I have seen a few high quality diphone synthesizers with small voice sample libraries. When reading various papers about speech synthesis and, specifically, about those smaller synthesizers, they say they have used LPC (linear predictive coding) to make their voice sample library much smaller in size, and also they say that LPC give them additional benefits of easier pitch control when assembling speech from voice samples.
Unfortunately I could not find any beginner level tutorials for the use of LPC to compress voice samples. All the materials I managed to find are full of university level math. I think I don't need to study all of that just to use LPC (if I can use an FFT library for generating frequency graphs in my software, I should be able to use an LPC library in similar "black box" manner, right?).
The only more or less "production ready" code I managed to find seems to be this one.
It has four LPC related folders - openlpc, lpc, lpc10 and celp. Their header files have just a few functions, but unfortunately there are no unit tests or tutorials demonstrating their usage for voice sample compression/decompression.
Could someone experienced in DSP please take a look and give some explanations for those functions? For example, the ones in this file.

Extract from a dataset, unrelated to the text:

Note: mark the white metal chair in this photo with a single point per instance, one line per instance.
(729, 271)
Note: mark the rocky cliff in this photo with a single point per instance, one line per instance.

I would like to see a simple demo for feeding raw PCM wave bytes (in what format?) into LPC encoder for compression and then later feeding compressed data back into the LPC decoder together with additional parameters (what are their values and effect on the decoded result?).
What is the difference between openlpc, lpc, lpc10 an celp and which one is most appropriate for my purpose?
I'm open also to other LPC compression/decompression solutions, in case if you can suggest something better and more thoroughly documented than the VoiceCodec project code above.
Notice - please, do not explain internal workings of LPC; in my case it would be like explaining fuel chemistry to a person who just wants to learn how to drive a car.